The Indian Army shut down military farms -- which were functional for the last 132 years -- across the country on Wednesday.

"After 132 years of glorious service to the nation, curtains were drawn on this organisation," said the Indian Army.

The force said that all the officers and workers emplyed in the military farms have been redeployed and would continue to serve the organisation.

During the closing ceremony of the farms in Delhi, Lieutenant General Shashank Mishra said: "The military farm is ending its services. The first farm was established on February 1, 1889 in Allahabad and by the time we got Independence in 1947, India had 130 such farms. At that time it was highly beneficial for us as the White Revolution had not begun. Verghese Kurien had started the Operation Flood in 1970."

The farms were set up with the sole requirement of supplying hygienic cow milk to the troops billeted in various garrisons across British India. After Independence, military farms flourished with 30,000 heads of cattle in 130 military farms set up all over India under varied agro-climatic conditions.

Military farms were even established in Leh and Kargil in late 1990s, with an aim to supply fresh milk to the troops in those areas on a daily basis.

Another major task was management of large tracts of defence land, and production and supply of baled hay to the animal holding units.

For more than a century, military farms with their dedication and commitment supplied 3.5 crore litres of milk and 25000 MT of hay yearly.

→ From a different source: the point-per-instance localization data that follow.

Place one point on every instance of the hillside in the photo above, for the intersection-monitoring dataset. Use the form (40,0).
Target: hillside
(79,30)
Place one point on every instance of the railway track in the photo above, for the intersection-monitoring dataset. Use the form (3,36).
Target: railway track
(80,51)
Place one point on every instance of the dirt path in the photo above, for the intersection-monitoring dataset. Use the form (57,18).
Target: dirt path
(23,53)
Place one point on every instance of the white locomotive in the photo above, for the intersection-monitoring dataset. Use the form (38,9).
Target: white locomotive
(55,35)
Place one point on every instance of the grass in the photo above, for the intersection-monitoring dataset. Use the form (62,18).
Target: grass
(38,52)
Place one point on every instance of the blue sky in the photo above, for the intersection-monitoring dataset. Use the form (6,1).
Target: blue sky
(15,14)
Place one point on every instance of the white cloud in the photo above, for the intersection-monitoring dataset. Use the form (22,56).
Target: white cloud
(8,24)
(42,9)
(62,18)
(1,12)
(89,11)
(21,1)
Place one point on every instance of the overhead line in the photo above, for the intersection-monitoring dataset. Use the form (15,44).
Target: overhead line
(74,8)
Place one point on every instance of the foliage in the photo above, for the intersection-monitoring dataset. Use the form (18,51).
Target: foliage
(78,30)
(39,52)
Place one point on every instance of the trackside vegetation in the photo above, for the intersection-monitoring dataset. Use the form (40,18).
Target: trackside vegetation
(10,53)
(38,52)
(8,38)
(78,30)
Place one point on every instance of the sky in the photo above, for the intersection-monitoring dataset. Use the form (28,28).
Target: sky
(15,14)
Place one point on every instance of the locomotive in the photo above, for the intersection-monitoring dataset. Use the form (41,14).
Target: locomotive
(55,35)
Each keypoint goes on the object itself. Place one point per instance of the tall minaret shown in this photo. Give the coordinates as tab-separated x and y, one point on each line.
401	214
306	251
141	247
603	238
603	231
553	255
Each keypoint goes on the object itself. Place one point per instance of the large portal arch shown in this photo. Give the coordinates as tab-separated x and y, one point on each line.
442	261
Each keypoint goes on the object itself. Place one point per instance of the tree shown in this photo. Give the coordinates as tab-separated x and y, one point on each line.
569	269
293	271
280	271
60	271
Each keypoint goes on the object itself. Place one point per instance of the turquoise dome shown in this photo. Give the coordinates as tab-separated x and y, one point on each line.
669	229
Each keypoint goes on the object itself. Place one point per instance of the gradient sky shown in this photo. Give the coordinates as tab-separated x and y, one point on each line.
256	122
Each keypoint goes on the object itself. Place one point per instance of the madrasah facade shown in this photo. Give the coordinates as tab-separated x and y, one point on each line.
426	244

The farms are credited with pioneering the technique of artificial insemination of cattle and introduction of organised dairying in India, providing yeoman service during the 1971 war, supplying milk at the Western and Eastern war fronts as well as during the Kargil operations to the Northern Command.


In collaboration with the Ministry of Agriculture, they established "Project Freiswal", credited to be the world's largest cattle cross-breeding programme.

They also teamed up with the Defence Research and Development Organisation (DRDO) for producing bio-duel.

There were over a 1,000 employees who were maintaining 39 farms spread across 20,000 acres. Till two years ago, the Army maintained over 25,000 cows.